System [please complete the following information]:
- OS: Docker image
- Language Version: Python 3.8.12
- Virtual environment: Docker image
agree, I noticed this already. How about printing a warning instead and generally reduce the log output a bit at the info level and move the rest to debug level. Also this error log due to not found any PSMs below FDR cutoff should maybe be just a warning, then fallback to linear?
Yes, agreed on reducing the log levels in all places.
We probably want to keep the iterative increase of the FDR cutoff, but we should find out a good way to go to the linear fallback instead of running into the ValueError. Probably we need to check for a minimum number of input nodes to the regression?
I have investigate this issue more and it seems this happens when the [.33,.66] quantiles, which we use as knots for the spline fit are the actual outer points. I.e. spline only wants the two inner knots, then it adds the two outer knots to get three segments, for example [0, 30, 60, 100], where 30, 60 would be the calculated points for the quantiles given. Now if there are many predicted irts at a low point, that make up actually more than 33% of the values, the calculated lower knot is the same as the outer lower knot, you get sth. like [0,0,60,100]. This is not allowed!
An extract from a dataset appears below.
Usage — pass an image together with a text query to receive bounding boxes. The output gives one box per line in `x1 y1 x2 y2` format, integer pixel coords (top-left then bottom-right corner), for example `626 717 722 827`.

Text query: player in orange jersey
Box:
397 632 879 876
I am currently testing a fix that adds a small epsilon 1e-6 to the lower knot, and removes that from the upper knot, this should prevent this. I tested it and while it takes a few more iterations to remove enough percentiles for the bottom to get resolved, the fit eventually gets better. Here you see an example, where the predicted irt is on the x-axis (this is how we fit, i.e. aligned-observed RT as a function of pred irt):
You can see that the knot on the bottom leads to a short segment, which then leads to a poor fit, however, a few iterations later and it is resolved by removing more and more dots using an increasing percentile that is removed at both ends:
This is pretty stable, as it removes points at either end until either 50% of points are left or the MAE is < 0.2.